For Vast Majority of Americans, the Estate Tax Is A Non-Issue — Why Do We Still Care?
The unpopular levy affects only 10,000 very rich families a year
In honor of the centennial of the Estate Tax — or, as it was cleverly renamed a couple decades ago by the Republican opposition, “The Death Tax” — the Washington Post put together some interesting facts and figures about the current state of affairs. The key takeaway is that it affects almost none of us, and most people hate it anyway.
Why America is a smart place for very rich people to die
EU citizens who inherit vast estates, or even not-that-vast estates, comparatively, have a much larger burden than Americans do. And those rare Americans who are tasked with paying taxes on their parents’ massive wealth often squirm out of the responsibility.
As of now, the debate affects few people, and even with current thresholds, wealthy families may find strategies to circumvent the legal tax rates. “There is a whole industry of estate tax lawyers, who help families to avoid the tax legally,” says Roberton Williams, an economist with the Tax Policy Center in Washington.
According to the policy center, only 2 in 1,000 households would be expected to pay the estate tax, raising a fairly small pool of money for the federal government — $20 billion, or less than 1 percent of federal revenue. Officially, beneficiaries would pay the top income tax rate — about 40 percent — on inherited wealth above the taxable threshold.
Look, they made a chart!
Yet even though overwhelming majorities of Americans are entirely untouched by this tax, except to benefit from it in the form of roads and schools and so on, they want it overthrown.
A Gallup poll in March found that 54 percent of respondents sided with Trump’s plan” [to do away with the estate tax]. … “Maybe people think, they might win the lottery someday,” added Williams of the Tax Policy Center.
A Princeton University study suggests that people might not understand the rules and effects of the estate tax to its full extent: Even people who had a critical attitude toward economic inequality — and realized that it is growing — still supported a repeal of the estate tax.
That study also found that “public opinion in this instance was ill informed, insensitive to some of the most important implications of the tax cuts, and largely disconnected from (or misconnected to) a variety of relevant values and material interests.”
So do Americans oppose the Estate Tax because they don’t understand it? Liberals seem to think so. As policy, it affects only just over 10,000 families, total, and “actually aligns neatly with the U.S.’s notion of fairness,” maintains a frustrated Stephen Martin in the Atlantic.

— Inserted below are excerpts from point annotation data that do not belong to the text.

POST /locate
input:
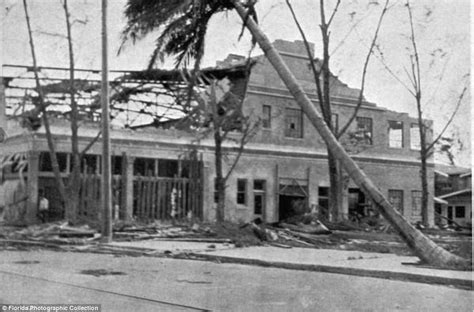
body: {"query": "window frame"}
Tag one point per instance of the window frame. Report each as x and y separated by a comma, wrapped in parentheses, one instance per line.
(416, 197)
(456, 212)
(266, 116)
(415, 146)
(395, 143)
(297, 115)
(391, 192)
(367, 140)
(241, 192)
(260, 192)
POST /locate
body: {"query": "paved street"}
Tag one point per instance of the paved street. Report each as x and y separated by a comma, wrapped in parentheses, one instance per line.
(158, 284)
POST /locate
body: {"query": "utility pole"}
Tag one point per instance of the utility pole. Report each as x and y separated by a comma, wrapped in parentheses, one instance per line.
(106, 174)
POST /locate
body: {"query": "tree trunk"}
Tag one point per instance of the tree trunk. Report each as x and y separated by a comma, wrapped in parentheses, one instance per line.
(334, 190)
(422, 246)
(220, 182)
(423, 169)
(74, 180)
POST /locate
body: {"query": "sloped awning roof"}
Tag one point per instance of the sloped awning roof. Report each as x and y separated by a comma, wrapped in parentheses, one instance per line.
(461, 192)
(451, 170)
(440, 201)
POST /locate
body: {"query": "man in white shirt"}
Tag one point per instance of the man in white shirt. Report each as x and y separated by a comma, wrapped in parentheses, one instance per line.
(43, 207)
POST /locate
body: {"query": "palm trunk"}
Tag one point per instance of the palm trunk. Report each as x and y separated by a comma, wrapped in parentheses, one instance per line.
(73, 187)
(423, 171)
(220, 182)
(422, 246)
(334, 191)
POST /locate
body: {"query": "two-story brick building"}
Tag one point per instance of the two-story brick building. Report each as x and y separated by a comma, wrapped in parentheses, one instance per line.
(285, 164)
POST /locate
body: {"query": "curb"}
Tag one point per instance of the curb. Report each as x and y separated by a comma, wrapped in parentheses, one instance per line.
(399, 276)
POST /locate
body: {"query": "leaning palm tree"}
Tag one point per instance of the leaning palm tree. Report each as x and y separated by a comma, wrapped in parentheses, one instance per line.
(173, 20)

America’s Un-American Resistance to the Estate Tax
If Americans had a better grasp of their own history and traditions, Martin argues, they might have a more sophisticated understanding of why the tax has been and remains such an important and useful tool to combat income inequality and prevent class stratification.
As The Economist has noted, America’s early state governments threw out laws that encouraged the accumulation of wealth over generations, following the example Thomas Jefferson set with the Virginia legislature in 1777. They got rid of the English legal precedents of primogeniture and entail — under which titles and property were inherited in their entirety by the oldest male heir — forcing families to divvy up their wealth among more children. Jefferson cited Adam Smith, who called the idea that people should control their estates well beyond their death “manifestly absurd.” Jefferson insisted that “the earth belongs in usufruct to the living.”
Similarly, Alexis de Tocqueville identified the breaking-up of estates as one of the cornerstones of the young country’s success. “What is most important for democracy is not that great fortunes should not exist,” he wrote, “but that great fortunes should not remain in the same hands. In that way there are rich men, but they do not form a class.”
Unfortunately, I’m not sure a history lecture about de Tocqueville has ever changed a voter’s mind. One can’t Sorkin a person into agreeing with them. The website Tax Notes agrees, acknowledging both that, “from the perspective of the receiver, [the estate tax is] simply an income tax,” and yet it’s a roundly unpopular one. At this point the status quo is fixed; it’s not going to change: “If Americans were fooled into disliking the estate tax, they were fooled pretty thoroughly — and more or less permanently.”
Face It: Americans Just Don’t Like the Estate Tax
It explains:
The estate tax is only a puzzle when we assume that redistribution is the only thing that matters to voters, Sheffrin suggests. In fact, Americans consider other issues when they think about taxing inherited wealth. Sheffrin organizes those issues under the rubric of “folk justice,” which he defines as “the full constellation of attitudes that individuals hold in their daily lives about all dimensions of justice.”
In trying to explain opinions of the estate tax, Sheffrin employs the concept of moral mandates: broad, nonnegotiable conceptions of right and wrong that are largely impervious to logical argument either for or against. One moral mandate in particular seems to have fostered opposition to the estate tax: its association with death, which taps notions of grief and family responsibility. In that sense, the GOP’s famous rebranding of the estate levy as a “death tax” was brilliant.
There’s more sound logic in that piece, too, but the upshot seems to be that the estate tax may be a valid but doomed cause. People who care about economic inequality might be better served by finding other, more effective and palatable ways to get America’s wealth recirculating.